The Islamic and Buddhist civilisations, too, clearly overlap significantly
with the Hindu civilisation. However, even the concept of civilisation,
it now seems to me, has been hijacked in India by those committed to unipolarity,
unidimensionality and unilinearity. Our official policy has been shaped
by a vision of India that is pathetically naïve, if not farcical.
It is that of a second-class European nation-state located in South Asia
with a bit of Gita, Bharatanatyam, sitar and Mughal cuisine thrown in
for fun or entertainment. Those who do not share that idea of earthly
paradise are seen as dangerous romantics, continuously jeopardising India's
national security. No wonder that even many erstwhile admirers of India
have begun to see it as a nuclear-armed, permanently enemy-seeking, garrison
state. Edward Said will never know that few Occidentals can be as Orientalist
towards India as educated, urban, modern Indians often are.

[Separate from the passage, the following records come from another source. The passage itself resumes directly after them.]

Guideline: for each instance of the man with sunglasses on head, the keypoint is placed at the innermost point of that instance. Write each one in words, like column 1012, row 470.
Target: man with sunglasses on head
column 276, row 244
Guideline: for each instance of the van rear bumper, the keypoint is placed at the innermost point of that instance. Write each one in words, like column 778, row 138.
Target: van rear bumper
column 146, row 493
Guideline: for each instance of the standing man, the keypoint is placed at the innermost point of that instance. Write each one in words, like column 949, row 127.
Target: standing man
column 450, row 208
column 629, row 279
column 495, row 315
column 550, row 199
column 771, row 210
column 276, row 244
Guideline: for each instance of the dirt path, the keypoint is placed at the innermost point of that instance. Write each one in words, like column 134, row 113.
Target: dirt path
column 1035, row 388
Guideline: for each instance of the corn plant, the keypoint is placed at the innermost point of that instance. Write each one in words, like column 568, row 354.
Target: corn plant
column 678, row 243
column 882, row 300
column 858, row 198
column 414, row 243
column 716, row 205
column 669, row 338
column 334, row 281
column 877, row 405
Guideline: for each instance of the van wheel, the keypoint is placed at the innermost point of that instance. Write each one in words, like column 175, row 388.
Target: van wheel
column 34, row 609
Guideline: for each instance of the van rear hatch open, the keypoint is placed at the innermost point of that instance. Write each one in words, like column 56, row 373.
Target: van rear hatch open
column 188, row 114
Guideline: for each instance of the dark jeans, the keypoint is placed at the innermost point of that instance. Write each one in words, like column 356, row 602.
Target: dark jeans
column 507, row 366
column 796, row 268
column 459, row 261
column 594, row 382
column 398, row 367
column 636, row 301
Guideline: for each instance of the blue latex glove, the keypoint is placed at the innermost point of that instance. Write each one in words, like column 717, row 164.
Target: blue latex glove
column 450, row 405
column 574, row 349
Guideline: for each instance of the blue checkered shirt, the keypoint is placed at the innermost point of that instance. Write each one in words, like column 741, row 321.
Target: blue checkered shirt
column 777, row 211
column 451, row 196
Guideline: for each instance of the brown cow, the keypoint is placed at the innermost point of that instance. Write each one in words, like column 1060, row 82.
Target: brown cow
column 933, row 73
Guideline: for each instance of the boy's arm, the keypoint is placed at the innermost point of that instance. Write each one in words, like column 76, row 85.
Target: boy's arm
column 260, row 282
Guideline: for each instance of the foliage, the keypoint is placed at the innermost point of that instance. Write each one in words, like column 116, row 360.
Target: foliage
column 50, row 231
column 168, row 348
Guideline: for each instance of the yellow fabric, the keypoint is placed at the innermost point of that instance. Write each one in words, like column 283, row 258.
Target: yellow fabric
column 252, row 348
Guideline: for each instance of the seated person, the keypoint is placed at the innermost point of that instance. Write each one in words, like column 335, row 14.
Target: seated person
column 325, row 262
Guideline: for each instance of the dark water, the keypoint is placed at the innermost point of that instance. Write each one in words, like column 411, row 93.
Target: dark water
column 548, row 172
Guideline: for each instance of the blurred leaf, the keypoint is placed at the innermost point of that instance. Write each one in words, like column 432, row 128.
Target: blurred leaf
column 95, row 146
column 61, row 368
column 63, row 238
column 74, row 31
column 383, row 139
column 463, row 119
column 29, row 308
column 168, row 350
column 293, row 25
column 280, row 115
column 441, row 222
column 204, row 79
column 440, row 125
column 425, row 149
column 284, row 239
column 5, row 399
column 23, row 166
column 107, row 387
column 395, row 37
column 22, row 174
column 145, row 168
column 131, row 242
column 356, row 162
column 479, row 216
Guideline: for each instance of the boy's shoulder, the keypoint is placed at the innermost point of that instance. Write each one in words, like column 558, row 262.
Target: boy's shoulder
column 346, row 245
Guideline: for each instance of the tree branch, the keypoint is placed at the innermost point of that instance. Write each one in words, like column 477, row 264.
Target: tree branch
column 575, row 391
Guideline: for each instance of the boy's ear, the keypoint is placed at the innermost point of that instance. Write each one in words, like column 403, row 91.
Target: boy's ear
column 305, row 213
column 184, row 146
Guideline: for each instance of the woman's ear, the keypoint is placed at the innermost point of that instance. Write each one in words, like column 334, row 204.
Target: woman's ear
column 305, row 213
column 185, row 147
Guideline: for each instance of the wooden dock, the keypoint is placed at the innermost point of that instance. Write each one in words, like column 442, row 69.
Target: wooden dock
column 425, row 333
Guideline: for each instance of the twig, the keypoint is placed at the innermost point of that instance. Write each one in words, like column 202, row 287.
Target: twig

In Indian public life, the standard response to such criticism is to reconceptualise
Indian culture as some sort of a grocery store and to recommend that one
should take from it the good and reject the bad. This is absurd and smacks
of arrogance. Indian culture represents the assessments and experience
of millions, acquired over generations. It has its own organising principles.
It cannot be used like an array of commodities at the mercy of casual
purchasers. In any case, diversity, to qualify as diversity, must allow
those who represent the diversity to be diverse in their own ways, according
to their own categories, not ours. We shall have to learn to live with
the discomfort of seeing people using these categories, even when they
are not fully transparent to us. For the true tolerance of diversity is
the tolerance of incommensurable multiple worlds of culture and systems
of knowledge. In this kind of tolerance, there is always the assumption
that all the cultures covered by the idea of plurality are not and need
not be entirely transparent, because there cannot but be a touch of mystery
in the world of cultures.
My ideal India celebrates all forms of diversity, including some that
are disreputable, lowbrow and unfashionable. It is a bit like a wildlife
programme that cannot afford to protect only cuddly pandas and colourful
tigers. It is an India were even the idea of majority is confined to political
and economic spheres and is seen as shifting, plural and fuzzy, where
each and every culture, however modest or humble, not only has a place
under the sun but is also celebrated as a vital component of our collective
life. That may not turn out to be an empty dream. I see all around me
movements and activists unashamedly rooted in the local and the vernacular.
They are less defensive about their cultural roots and are working to
empower not merely local communities, but also their diverse systems of
knowledge, philosophies, art and crafts.
Underlying these efforts is a tacit celebration of everyday life and ordinary
citizens. Everything in everyday life and ordinariness is not praiseworthy
and many of these efforts seem to me harebrained, pigheaded or plain silly.
But they represent a generation that is less burdened by nineteenth-century
ideologies masquerading as signposts to a new era and at least some of
them show the capacity to look at human suffering directly, without the
aid of ornate, newly imported social theories.